I’ve always loved the smell of a new book, especially a hard cover. The first thing I do when taking it off the shelf is open it to somewhere near the center, raise it to my face and, burying my nose in the fold, I breathe in deeply. Aw, what a nice smell. For me it’s better than the scent of a flower or the fresh aroma of a newly born baby.

New leather has a great smell, and, as I realized the other day roaming through Costco, so do new tires.

I think you know what doesn’t smell good, and in fact has quite a repulsive odor -- politics.

Last week I respected my opposition in the Bermuda race and thanked my supporters. I thought, end of story. Time to rest. After all I am not a politician, I’m a writer for a newspaper. But then...

Up pops the speculation, oh, I’ll lose the business Linda and I have worked, enjoyed and made our livelihood for the last 14 years. “One advertising client canceled a $20,000 contract – not a small sum for a small newspaper – and that retailer thinks other advertisers will be spending less...,” said Greg Pearson in a quasi editorial opinion in a Chesterfield County weekly (Nov. 16, 2011). Who is this one guy anyway? I know, and I know that our own Village News account managers do not work on contracts; they work on gentlemen’s agreements, which we’re told will not hold up in court as a contract. Besides, if we had gotten a commitment for $20,000, you would have seen the Village News fireworks from your house.

I know I sound whiny, but this is something that should have been over two weeks ago. But like a zombie in a horror thriller, deceptive undead continue to plague the town.

But in this case it is those who are alive and won the election who continue to complain. Most recently, in a letter to the editor of the Richmond Times Dispatch, Chester Republican Richard Jacobs questioned my motives and ethics after the editorial staff had written: “Fausz owns the newspaper and listed the ads as an in-kind contribution. In other words, he paid for them — either in his capacity as a candidate or in his capacity as the owner of the paper. That seems an exceedingly persnickety distinction to make a federal case — or, in this instance, a state case — out of... Campaign regulations are supposed to be a tool — not a weapon.” Ms. Jaeckle throughout the race for Bermuda supervisor seemed to run against the newspaper, not on her record.

Chesterfield’s registrar, who keeps the voting records among other things, said he would  “stand behind me” on my campaign disclosures. End of story.

I could be a sore loser, but I’m not. With the help of great and committed campaign supporters, we made our message loud and clear. You, Ms. Jaeckle, represent us, not your own group of cronies.

I think the thing that many politicians don’t realize is that when the polls close and they don’t win, the spotlight dims and goes out. To special interests you are no longer viable, but when you work for the people at least your legacy lives on. If you bring useful things to the community your legacy lives on. If you fight for what’s right your legacy lives on.
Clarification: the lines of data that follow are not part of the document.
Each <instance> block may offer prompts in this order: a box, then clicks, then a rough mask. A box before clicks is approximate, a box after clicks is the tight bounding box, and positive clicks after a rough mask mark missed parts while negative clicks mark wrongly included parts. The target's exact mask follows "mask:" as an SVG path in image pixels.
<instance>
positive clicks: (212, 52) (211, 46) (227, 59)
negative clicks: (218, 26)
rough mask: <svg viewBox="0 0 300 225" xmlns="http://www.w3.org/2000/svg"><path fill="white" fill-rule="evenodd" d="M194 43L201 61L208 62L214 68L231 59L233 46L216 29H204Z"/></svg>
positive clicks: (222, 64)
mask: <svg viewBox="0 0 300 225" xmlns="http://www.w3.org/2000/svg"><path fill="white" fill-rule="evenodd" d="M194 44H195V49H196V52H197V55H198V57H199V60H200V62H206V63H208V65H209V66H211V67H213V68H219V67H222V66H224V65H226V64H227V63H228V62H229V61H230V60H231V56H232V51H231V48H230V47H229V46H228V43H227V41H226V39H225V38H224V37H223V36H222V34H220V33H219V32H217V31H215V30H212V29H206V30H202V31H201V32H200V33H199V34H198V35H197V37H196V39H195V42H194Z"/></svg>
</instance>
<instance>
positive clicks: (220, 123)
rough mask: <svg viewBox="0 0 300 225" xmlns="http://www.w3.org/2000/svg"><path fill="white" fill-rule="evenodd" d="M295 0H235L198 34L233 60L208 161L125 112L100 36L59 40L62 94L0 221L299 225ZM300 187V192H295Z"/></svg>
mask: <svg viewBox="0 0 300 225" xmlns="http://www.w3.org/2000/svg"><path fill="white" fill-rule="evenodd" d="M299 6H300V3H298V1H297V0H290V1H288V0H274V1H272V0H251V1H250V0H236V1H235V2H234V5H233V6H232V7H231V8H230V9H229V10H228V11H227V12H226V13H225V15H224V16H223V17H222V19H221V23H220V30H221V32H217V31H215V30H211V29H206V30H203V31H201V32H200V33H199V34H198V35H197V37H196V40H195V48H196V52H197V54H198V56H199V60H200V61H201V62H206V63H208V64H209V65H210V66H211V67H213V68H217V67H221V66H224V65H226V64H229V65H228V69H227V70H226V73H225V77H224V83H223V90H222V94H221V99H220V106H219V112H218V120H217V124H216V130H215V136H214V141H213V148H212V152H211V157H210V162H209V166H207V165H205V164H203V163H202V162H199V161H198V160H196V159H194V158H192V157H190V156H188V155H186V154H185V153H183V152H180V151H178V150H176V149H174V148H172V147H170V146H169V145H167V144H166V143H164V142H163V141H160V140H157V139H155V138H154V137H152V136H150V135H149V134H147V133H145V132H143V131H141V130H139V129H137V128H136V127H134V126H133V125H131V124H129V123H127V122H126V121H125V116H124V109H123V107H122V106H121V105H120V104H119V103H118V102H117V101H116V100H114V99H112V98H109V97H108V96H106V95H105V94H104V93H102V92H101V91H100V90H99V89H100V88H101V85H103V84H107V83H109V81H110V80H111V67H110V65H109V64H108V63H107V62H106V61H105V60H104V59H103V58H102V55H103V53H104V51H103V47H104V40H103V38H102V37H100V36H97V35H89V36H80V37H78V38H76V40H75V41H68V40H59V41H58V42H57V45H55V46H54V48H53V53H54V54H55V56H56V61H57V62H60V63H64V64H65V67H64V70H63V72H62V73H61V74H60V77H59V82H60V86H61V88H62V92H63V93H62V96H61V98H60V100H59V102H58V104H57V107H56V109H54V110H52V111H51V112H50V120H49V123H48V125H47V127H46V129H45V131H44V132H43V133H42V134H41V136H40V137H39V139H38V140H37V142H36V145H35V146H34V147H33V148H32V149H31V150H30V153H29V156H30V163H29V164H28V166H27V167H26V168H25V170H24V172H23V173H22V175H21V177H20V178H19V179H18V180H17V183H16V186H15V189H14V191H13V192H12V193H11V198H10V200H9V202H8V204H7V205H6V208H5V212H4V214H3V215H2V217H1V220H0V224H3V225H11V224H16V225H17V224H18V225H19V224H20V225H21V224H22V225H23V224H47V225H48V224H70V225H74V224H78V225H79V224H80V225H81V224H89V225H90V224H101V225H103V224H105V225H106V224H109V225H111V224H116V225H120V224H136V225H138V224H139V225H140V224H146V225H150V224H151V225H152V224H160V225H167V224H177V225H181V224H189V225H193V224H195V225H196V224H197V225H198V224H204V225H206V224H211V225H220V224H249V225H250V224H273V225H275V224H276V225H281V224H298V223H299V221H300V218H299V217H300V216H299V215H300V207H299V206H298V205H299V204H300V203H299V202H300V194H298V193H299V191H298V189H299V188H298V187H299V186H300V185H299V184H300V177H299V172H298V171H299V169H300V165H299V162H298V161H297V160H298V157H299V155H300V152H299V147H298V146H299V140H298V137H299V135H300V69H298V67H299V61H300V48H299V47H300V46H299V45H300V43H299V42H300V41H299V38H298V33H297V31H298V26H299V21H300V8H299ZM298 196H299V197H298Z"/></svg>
When former supervisors excelled in their job, and brought quality of life to the community, people remember them, see a park named after them or even a plaque installed inside a library or other public building. Not because they said they would support business, these other supervisors did that too, but they were respected for the job they did for everyone.

This is a sure sign of a poor winner who has surrogates continue to spread untruths. In this world one has only to listen to the bible as Matthew (7.2) said, “For in the same way you judge others, you will be judged, and with the measure you use, it will be measured to you.” In other words, what goes around comes around.

Really, how could someone continue to complain when my wife, publisher of the Village News, allowed preferred placement to Ms. Jaeckle and would not allow more ad space for me than the Jaeckle campaign. The ads equal one another to within a few column inches. Meanwhile the incumbent’s campaign had three times as much money, provided by the local GOP committee’s friends. Even our Commonwealth’s Attorney and county Sheriff wrote letters of support on county stationery with the Chesterfield County state seal to be mailed around the district. Is that ethical? I never reported it to the board of elections.

Meanwhile, I am on a rant and will close by saying, I don’t want to continue this back and forth and I wish to let sleeping dogs lie. I’ve never seen such sore winners and wish they would stop running their campaign after it’s over.

Yogi Berra said, “It ain’t over ‘til it’s over.” Well it’s over, get used to it.